RAWG is born out of a student project at Imperial College London. The aim of this project is to provide an easy and intuitive way for researchers to conduct RNA-Seq analysis and compare different analysis pipelines, by automatically generating workflows based on user-selected tools.

  • For an online demo of the front-end interface, please see user guide and demo.

  • For a detailed write-up, please see report

  • Please see setup guide for instructions on setting up RAWG

Note: RAWG was previously hosted in a single repo under a personal account (with 700+ commits). The project was reorganised and transferred to this organisational account to better decouple different components of RAWG. The origanal project, which is under archival now, can be seen here

At its core, RAWG is built with three components:

  • A website based on Django framework, served as user interface (repo link)
  • A set of python scripts that generate cwl workflows (repo link)
  • A collection of RNA-Seq tools packaged in cwl scripts (repo link)

RAWG was presented as a lighting talk and poster at BOSC2019 in Basel, Switzerland.


Please cite as:
Greco AP, Hedley-Miller P, Jesus F et al.
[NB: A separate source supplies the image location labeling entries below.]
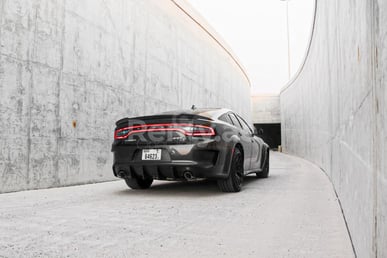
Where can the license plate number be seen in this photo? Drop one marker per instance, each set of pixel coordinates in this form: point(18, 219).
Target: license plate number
point(151, 154)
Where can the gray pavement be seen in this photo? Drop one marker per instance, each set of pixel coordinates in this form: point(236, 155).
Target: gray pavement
point(294, 213)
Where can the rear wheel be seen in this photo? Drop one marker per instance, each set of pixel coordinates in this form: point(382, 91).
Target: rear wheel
point(265, 168)
point(139, 183)
point(234, 181)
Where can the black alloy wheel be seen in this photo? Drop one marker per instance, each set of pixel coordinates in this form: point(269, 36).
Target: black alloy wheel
point(234, 181)
point(265, 167)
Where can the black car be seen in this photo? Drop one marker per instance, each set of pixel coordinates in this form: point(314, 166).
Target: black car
point(188, 145)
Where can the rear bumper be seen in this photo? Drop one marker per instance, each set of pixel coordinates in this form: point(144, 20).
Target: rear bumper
point(204, 160)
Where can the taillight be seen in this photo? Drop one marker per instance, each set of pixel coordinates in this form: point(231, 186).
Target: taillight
point(186, 129)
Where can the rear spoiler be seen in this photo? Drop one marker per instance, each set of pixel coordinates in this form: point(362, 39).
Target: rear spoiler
point(182, 116)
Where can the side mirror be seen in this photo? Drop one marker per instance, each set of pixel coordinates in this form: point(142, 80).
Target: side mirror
point(255, 131)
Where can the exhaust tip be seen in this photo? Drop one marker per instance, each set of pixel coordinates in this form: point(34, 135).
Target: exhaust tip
point(122, 174)
point(188, 175)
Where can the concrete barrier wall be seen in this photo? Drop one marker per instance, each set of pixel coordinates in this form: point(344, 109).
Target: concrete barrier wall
point(266, 109)
point(334, 113)
point(69, 69)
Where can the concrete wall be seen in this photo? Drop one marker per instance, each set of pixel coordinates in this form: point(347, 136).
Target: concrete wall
point(266, 109)
point(334, 113)
point(69, 69)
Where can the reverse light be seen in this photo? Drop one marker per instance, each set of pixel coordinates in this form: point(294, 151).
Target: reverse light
point(186, 129)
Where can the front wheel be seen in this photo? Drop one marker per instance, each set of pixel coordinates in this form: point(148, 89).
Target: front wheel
point(234, 181)
point(265, 167)
point(139, 183)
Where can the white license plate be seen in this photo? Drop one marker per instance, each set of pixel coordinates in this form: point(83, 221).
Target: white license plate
point(151, 154)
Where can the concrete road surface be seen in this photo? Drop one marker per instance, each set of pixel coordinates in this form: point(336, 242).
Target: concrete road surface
point(294, 213)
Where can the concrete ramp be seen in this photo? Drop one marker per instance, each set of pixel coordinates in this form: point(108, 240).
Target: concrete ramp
point(69, 69)
point(334, 113)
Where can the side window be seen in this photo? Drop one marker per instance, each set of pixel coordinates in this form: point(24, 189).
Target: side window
point(225, 118)
point(245, 125)
point(235, 121)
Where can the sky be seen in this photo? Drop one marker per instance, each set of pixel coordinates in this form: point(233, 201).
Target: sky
point(256, 30)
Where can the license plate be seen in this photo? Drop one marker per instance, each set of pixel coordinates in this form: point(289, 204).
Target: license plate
point(151, 154)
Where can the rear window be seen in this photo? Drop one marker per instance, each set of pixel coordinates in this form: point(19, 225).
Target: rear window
point(225, 118)
point(235, 121)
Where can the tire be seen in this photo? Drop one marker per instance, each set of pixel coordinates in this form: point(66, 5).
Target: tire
point(139, 183)
point(233, 183)
point(266, 167)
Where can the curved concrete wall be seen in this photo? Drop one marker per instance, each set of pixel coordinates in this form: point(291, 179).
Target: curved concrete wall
point(69, 69)
point(334, 113)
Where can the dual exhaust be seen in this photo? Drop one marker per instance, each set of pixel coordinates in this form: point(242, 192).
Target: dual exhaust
point(187, 175)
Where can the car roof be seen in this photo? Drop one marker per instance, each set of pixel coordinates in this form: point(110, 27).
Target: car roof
point(213, 113)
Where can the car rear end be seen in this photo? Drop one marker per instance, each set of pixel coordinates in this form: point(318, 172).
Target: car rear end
point(170, 147)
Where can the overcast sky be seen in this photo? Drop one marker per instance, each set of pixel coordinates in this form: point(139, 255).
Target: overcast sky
point(256, 31)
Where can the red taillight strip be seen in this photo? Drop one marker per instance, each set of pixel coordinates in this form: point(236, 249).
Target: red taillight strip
point(145, 128)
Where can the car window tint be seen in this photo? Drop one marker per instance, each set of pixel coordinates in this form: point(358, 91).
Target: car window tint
point(245, 125)
point(225, 118)
point(235, 121)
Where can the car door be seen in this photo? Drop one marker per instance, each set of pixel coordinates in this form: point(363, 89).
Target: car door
point(244, 135)
point(255, 146)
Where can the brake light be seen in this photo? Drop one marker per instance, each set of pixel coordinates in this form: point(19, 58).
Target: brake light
point(186, 129)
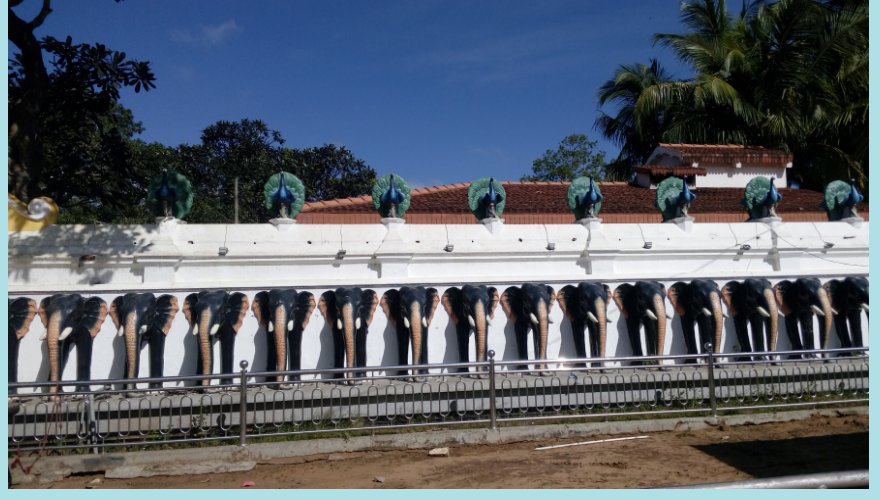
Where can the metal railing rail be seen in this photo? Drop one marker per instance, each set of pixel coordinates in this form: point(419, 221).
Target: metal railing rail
point(246, 405)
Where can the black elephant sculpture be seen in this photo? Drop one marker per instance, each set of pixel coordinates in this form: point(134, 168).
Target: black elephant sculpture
point(284, 314)
point(752, 306)
point(71, 320)
point(698, 302)
point(410, 310)
point(470, 308)
point(21, 314)
point(642, 305)
point(529, 306)
point(349, 312)
point(586, 306)
point(143, 319)
point(849, 297)
point(799, 301)
point(215, 315)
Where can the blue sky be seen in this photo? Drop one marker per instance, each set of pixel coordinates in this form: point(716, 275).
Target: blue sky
point(437, 91)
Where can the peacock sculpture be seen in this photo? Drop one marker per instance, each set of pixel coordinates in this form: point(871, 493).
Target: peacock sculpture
point(170, 195)
point(284, 195)
point(486, 198)
point(391, 196)
point(674, 198)
point(841, 200)
point(761, 198)
point(584, 198)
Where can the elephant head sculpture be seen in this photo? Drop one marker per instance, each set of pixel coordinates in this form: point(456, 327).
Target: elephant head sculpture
point(212, 315)
point(529, 308)
point(752, 305)
point(586, 306)
point(71, 320)
point(470, 308)
point(284, 314)
point(411, 310)
point(698, 302)
point(21, 314)
point(349, 312)
point(799, 300)
point(849, 297)
point(142, 318)
point(642, 304)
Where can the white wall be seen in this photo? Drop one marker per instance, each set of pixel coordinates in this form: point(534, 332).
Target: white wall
point(182, 259)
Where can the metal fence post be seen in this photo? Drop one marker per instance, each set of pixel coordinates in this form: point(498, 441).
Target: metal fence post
point(242, 405)
point(710, 363)
point(492, 422)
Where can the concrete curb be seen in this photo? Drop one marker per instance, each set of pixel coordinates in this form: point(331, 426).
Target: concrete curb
point(219, 459)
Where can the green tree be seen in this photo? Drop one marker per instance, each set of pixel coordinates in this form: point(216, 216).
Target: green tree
point(67, 131)
point(575, 157)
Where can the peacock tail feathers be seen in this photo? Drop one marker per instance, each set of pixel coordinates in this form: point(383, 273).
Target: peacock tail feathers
point(477, 190)
point(577, 190)
point(381, 185)
point(182, 188)
point(292, 183)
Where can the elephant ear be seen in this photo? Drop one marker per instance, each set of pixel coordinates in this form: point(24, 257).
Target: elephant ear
point(21, 315)
point(94, 314)
point(494, 299)
point(115, 311)
point(391, 303)
point(510, 302)
point(451, 301)
point(236, 308)
point(675, 296)
point(370, 300)
point(619, 293)
point(327, 306)
point(166, 310)
point(432, 298)
point(305, 305)
point(562, 296)
point(779, 291)
point(189, 308)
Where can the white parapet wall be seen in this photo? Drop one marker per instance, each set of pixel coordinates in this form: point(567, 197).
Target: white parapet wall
point(179, 259)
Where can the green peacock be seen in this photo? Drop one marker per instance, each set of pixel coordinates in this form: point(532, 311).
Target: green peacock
point(170, 195)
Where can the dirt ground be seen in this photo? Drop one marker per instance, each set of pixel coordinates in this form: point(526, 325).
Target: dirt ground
point(817, 444)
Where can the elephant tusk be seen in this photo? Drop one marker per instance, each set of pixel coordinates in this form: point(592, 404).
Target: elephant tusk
point(65, 333)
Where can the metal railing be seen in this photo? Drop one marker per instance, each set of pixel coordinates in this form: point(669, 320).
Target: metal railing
point(252, 406)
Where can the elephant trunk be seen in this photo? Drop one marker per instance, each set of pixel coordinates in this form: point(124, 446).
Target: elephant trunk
point(280, 326)
point(348, 333)
point(601, 326)
point(52, 333)
point(131, 346)
point(718, 316)
point(826, 318)
point(415, 324)
point(660, 311)
point(773, 334)
point(205, 343)
point(480, 330)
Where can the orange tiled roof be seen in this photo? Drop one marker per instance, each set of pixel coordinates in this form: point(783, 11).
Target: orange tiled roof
point(729, 154)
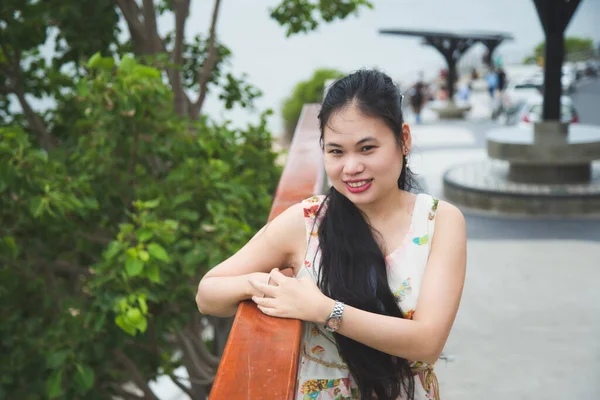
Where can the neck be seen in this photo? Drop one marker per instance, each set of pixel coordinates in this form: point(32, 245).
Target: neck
point(386, 206)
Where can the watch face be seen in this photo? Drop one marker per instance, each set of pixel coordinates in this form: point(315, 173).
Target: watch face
point(334, 324)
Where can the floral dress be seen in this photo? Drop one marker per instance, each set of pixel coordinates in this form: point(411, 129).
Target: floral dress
point(322, 374)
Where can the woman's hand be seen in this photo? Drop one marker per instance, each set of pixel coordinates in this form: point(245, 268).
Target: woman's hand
point(286, 297)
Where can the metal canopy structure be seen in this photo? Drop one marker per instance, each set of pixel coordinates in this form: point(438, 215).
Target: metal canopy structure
point(554, 15)
point(453, 45)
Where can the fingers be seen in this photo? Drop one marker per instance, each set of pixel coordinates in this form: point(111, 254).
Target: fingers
point(264, 301)
point(272, 312)
point(277, 276)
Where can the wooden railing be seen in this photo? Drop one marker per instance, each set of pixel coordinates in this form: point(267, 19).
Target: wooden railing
point(260, 360)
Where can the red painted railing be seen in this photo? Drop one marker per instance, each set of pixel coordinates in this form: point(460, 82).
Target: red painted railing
point(260, 361)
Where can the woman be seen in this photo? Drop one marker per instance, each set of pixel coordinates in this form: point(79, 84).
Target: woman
point(362, 257)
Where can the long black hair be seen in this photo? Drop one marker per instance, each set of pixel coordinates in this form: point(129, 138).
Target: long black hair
point(353, 268)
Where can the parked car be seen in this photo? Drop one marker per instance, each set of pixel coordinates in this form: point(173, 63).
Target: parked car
point(568, 78)
point(531, 111)
point(516, 95)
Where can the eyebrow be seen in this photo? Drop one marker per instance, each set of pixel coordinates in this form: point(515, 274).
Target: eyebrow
point(361, 141)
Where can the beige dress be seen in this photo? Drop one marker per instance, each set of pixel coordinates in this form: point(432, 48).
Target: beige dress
point(322, 374)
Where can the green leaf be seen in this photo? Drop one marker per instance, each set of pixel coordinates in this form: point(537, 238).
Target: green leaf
point(56, 359)
point(144, 256)
point(94, 60)
point(84, 377)
point(91, 203)
point(146, 72)
point(144, 235)
point(113, 249)
point(134, 266)
point(188, 215)
point(181, 198)
point(127, 64)
point(106, 63)
point(121, 323)
point(153, 273)
point(54, 385)
point(158, 252)
point(143, 304)
point(152, 203)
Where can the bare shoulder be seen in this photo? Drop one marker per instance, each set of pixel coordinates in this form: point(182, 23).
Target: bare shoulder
point(449, 214)
point(450, 227)
point(286, 229)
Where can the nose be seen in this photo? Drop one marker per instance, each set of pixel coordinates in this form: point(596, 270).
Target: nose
point(353, 166)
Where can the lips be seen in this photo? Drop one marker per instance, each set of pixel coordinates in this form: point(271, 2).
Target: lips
point(358, 186)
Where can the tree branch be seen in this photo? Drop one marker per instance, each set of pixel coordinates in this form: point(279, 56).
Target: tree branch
point(135, 373)
point(5, 89)
point(35, 122)
point(208, 65)
point(181, 386)
point(182, 102)
point(149, 13)
point(131, 12)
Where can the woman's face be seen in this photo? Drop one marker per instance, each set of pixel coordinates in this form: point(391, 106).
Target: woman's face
point(362, 158)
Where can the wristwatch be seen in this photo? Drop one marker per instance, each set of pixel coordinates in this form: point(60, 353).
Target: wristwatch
point(334, 321)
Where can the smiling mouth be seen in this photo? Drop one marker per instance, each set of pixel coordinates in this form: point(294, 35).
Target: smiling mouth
point(359, 183)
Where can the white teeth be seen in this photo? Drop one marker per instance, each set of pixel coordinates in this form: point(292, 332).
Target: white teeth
point(358, 184)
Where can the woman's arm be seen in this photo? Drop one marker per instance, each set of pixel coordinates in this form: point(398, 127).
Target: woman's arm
point(276, 245)
point(420, 339)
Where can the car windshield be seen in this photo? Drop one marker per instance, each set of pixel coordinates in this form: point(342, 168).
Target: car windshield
point(526, 86)
point(566, 112)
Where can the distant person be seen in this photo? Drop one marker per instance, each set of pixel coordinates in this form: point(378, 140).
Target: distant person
point(492, 80)
point(417, 98)
point(501, 80)
point(464, 92)
point(378, 270)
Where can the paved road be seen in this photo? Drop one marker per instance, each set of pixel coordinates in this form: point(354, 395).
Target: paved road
point(529, 325)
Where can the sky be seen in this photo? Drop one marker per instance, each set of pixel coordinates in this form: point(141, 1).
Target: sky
point(275, 64)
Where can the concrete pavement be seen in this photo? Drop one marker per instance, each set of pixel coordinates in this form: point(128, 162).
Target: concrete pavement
point(529, 321)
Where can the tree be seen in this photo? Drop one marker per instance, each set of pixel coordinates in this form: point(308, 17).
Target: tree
point(118, 198)
point(305, 92)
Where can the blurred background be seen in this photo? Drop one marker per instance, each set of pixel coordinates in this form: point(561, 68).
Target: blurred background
point(142, 142)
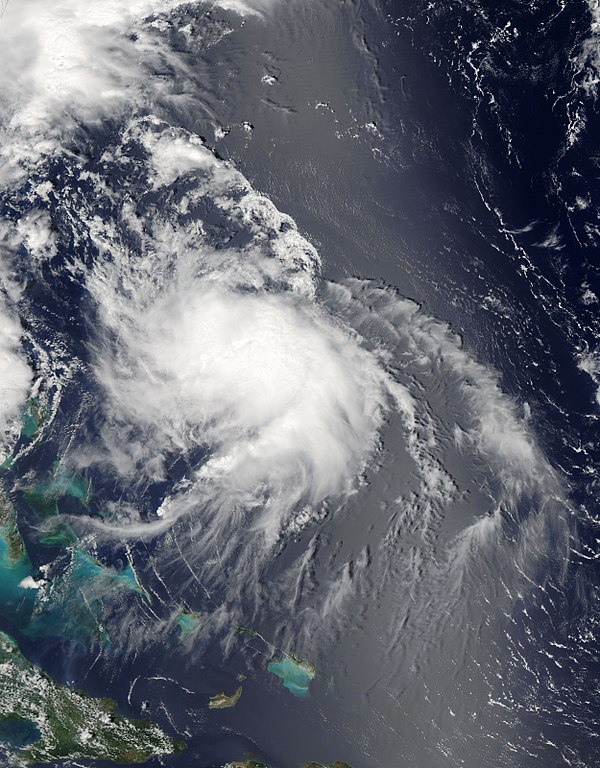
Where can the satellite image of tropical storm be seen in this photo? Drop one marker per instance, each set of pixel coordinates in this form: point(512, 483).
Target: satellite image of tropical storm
point(299, 383)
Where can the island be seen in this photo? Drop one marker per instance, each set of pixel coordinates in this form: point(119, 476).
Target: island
point(42, 721)
point(295, 673)
point(222, 701)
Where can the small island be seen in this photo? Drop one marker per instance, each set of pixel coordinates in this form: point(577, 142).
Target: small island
point(42, 721)
point(222, 701)
point(295, 673)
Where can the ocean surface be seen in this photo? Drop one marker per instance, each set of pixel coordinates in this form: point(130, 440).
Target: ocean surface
point(301, 376)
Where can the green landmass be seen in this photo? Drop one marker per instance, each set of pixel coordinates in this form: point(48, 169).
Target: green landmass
point(33, 415)
point(70, 723)
point(295, 673)
point(43, 498)
point(222, 701)
point(188, 622)
point(9, 530)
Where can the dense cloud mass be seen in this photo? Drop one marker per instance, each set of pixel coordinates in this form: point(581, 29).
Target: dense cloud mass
point(225, 372)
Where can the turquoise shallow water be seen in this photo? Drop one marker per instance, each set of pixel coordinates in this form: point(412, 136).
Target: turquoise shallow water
point(17, 732)
point(295, 675)
point(16, 602)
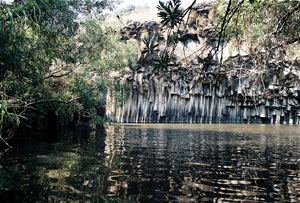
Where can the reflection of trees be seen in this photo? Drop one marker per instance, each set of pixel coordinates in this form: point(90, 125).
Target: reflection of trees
point(167, 165)
point(159, 165)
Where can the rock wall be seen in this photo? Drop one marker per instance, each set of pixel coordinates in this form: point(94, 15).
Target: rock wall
point(198, 90)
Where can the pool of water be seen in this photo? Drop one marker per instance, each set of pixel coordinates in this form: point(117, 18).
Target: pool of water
point(154, 163)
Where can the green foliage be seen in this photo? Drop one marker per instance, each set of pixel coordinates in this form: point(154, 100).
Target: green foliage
point(52, 60)
point(151, 47)
point(170, 13)
point(259, 21)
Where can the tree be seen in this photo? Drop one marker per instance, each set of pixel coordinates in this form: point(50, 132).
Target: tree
point(51, 57)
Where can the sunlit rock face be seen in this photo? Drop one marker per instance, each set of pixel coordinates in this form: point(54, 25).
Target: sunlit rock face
point(205, 88)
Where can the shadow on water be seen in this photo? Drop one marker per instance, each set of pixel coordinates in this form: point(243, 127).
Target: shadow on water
point(155, 163)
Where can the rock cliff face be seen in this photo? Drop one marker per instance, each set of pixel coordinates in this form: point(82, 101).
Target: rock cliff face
point(228, 87)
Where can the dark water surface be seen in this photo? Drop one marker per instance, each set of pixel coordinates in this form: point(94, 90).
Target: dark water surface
point(155, 163)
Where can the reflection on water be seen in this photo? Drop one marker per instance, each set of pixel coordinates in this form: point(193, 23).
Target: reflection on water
point(156, 163)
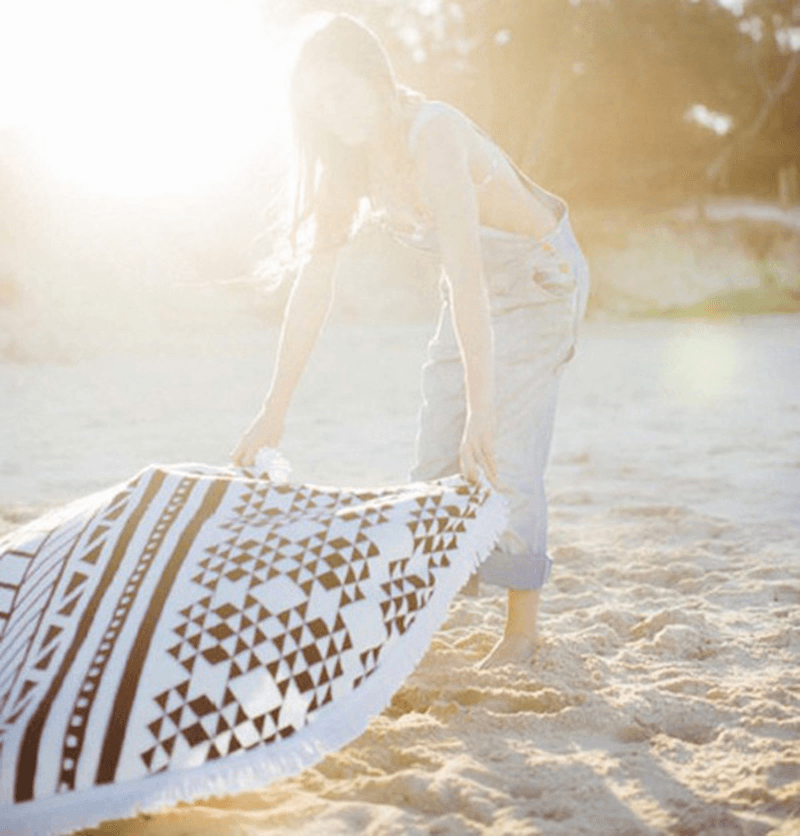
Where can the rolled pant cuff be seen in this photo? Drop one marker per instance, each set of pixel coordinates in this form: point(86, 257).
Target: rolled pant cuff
point(516, 571)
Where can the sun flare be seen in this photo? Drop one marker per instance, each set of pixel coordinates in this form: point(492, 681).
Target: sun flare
point(146, 97)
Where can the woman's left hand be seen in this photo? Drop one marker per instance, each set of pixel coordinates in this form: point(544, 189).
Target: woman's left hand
point(477, 447)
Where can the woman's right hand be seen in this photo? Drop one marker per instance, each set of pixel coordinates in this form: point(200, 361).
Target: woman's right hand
point(265, 431)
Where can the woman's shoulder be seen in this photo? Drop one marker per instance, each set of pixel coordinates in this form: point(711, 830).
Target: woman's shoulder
point(434, 116)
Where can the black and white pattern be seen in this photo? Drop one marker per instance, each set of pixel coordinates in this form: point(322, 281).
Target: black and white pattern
point(204, 630)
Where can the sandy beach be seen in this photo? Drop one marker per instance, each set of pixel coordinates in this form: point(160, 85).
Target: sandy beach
point(665, 695)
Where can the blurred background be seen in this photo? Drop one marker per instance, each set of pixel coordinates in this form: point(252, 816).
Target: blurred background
point(144, 155)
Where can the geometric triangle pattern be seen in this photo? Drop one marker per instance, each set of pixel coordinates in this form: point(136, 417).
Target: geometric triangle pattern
point(201, 625)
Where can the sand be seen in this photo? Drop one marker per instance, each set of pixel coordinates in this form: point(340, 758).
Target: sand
point(665, 696)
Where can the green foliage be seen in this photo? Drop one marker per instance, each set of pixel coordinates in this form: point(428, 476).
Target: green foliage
point(592, 96)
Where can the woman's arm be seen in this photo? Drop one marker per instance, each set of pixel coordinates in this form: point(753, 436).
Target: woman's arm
point(443, 163)
point(305, 314)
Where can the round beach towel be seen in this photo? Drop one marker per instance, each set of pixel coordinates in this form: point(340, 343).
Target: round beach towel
point(202, 631)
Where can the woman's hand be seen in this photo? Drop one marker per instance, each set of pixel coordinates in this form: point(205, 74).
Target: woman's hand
point(265, 431)
point(477, 447)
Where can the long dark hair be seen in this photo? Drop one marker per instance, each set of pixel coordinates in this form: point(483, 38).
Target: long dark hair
point(332, 178)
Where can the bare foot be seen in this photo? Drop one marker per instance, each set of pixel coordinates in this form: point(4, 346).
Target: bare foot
point(472, 587)
point(515, 648)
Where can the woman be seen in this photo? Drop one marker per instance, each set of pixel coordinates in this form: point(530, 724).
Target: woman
point(514, 287)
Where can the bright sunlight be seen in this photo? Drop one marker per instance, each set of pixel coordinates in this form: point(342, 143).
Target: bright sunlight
point(145, 97)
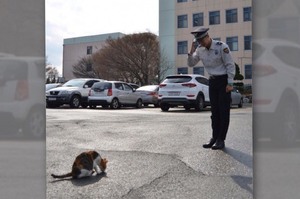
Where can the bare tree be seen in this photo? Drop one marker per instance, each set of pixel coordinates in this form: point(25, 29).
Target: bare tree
point(51, 74)
point(132, 58)
point(85, 68)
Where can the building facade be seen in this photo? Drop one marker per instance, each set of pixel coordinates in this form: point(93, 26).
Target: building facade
point(228, 20)
point(77, 48)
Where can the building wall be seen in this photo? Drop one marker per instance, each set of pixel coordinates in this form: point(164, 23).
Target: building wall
point(75, 49)
point(223, 30)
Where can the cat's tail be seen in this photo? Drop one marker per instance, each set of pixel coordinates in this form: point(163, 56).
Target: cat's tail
point(62, 176)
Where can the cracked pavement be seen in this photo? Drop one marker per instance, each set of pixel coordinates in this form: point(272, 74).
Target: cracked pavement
point(151, 154)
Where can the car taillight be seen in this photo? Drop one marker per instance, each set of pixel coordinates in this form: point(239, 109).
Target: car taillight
point(152, 93)
point(109, 92)
point(190, 85)
point(263, 70)
point(162, 85)
point(21, 90)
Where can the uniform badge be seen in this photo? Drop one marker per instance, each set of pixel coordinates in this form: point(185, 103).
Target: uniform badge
point(226, 50)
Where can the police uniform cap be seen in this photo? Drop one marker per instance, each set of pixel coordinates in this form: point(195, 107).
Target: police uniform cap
point(199, 33)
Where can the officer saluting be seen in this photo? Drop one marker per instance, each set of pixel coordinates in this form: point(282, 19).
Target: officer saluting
point(218, 62)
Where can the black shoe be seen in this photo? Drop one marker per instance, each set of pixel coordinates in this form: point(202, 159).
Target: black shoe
point(210, 144)
point(218, 145)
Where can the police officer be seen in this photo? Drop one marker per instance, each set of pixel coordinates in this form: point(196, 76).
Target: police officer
point(217, 60)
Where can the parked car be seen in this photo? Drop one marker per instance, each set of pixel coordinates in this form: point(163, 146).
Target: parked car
point(149, 94)
point(52, 85)
point(189, 90)
point(276, 103)
point(236, 98)
point(113, 94)
point(22, 99)
point(133, 85)
point(74, 93)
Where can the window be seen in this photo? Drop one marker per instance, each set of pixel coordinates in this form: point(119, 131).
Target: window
point(127, 87)
point(119, 86)
point(182, 70)
point(214, 17)
point(182, 47)
point(89, 50)
point(198, 19)
point(247, 42)
point(202, 80)
point(89, 67)
point(198, 70)
point(182, 21)
point(248, 71)
point(232, 43)
point(247, 14)
point(231, 16)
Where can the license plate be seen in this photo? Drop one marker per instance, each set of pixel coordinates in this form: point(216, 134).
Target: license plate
point(174, 93)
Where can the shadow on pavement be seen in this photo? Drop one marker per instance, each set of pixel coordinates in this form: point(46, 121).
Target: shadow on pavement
point(243, 158)
point(83, 181)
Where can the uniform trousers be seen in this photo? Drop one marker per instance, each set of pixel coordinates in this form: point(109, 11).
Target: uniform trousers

RAWG: RNA-Seq analysis workflow generator [version 1; not peer reviewed]. F1000Research 2019, 8:1215 (poster) (https://doi.org/10.7490/f1000research.1117143.1)


Motivation

RNA sequencing (RNA-Seq) is becoming the golden standard for analysing gene expressions in biological samples. Many analysis pipelines were developed, enabling standardisation and automation of RNA-Seq data analysis. However, different methodologies leads to wide variation in the number of genes called significant and different workflows exhibit a precision/recall tradeoff. Therefore, the ultimate choice of workflow should take into consideration how the results will be used in subsequent applications (Williams et al.).

RAWG is our solution to the ever-evolving RNASeq tools. We aim to provide a comprehensive and easy to use platform that researchers have the freedom of choosing different tools based on their need.

Current tools

We have included tools for differential gene expression (DGE), differential isoform expression (DIE) and differential exon expression. The complete tools and possible connections are shown below.

tools

RAWG architecture

A typical setup of an analysis workflow system using CWL is shown below. RAWG's premises is highlighted in yellow. By design, RAWG's components are highly decoupled which means different parts can be substituted for different purposes. Meanwhile, this architecture allows the change of CWL runner so that RAWG can support more platforms.

architecture

Current stage of development

RAWG is still in its infancy, we are actively looking for contributors and welcome any comments, suggesttions and ideas. In particular, we are looking for

  • Web developer: to furnish our Django website and improve visualisation functionality.
  • Server-side developer: our framework for generating workflows need refactor and make integrating new tools easier.
  • Researchers with RNASeq experience: what tools do you use which are not currently available on RAWG? How does RAWG compare to your current analysis experience?